At least in Europe, I expect that trends of discrimination caused by multilingualism to be regulated also by the European Commission. I find hard to believe (although not impossible) that all GSM operators from non-Western language countries will rush to change their charging mechanism just for cultural reasons.

On the other hand I also believe that the issue described here is rather caused by the lack of interest in internationalization matters from those who originally set the GSM technical specifications (and also the fault of those who later did too little to correct properly the technical problems or weaknesses).

Users should be able to choose freely how to treat their language, either mistreated or respectful, but either case should not be constrained by poorly designed technology. Nowadays the technical things are enough advanced to be able to cope successfully with any cultural demand.


Example of how an SMS related PC application treats different characters of different languages

Notes:
All snapshots were taken with the locale of the PC set to my language, Romanian.
I used the Motorola Phone Tools application for this example just because it has a very intuitive interface in relation to the subject discussed here.
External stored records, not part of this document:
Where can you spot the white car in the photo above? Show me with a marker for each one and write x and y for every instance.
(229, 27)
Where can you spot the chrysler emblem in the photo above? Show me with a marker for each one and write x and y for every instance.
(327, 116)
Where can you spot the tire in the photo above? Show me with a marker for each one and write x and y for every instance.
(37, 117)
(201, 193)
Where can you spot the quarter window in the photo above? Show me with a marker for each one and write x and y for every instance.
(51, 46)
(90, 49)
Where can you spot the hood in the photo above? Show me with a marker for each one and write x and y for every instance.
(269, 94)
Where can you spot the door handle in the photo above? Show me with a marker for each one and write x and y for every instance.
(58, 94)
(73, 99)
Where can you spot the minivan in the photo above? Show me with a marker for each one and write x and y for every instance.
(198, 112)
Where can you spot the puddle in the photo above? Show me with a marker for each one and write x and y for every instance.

SMS message composition, French language, “normal” characters
Message composition example with Motorola Phone Tools. Nothing is unusual here.
SMS message composition, French language, “special” characters
Same message, same language. What is so “special” here by comparing with the previous ?
SMS message composition, Romanian language, “special” characters
Motorola Phone Tools thinks that ș, ț and ă are “special”. According to whom ?
SMS message composition, Bulgarian language, “special” characters
Now every character is “special”, just because it is not Latin based.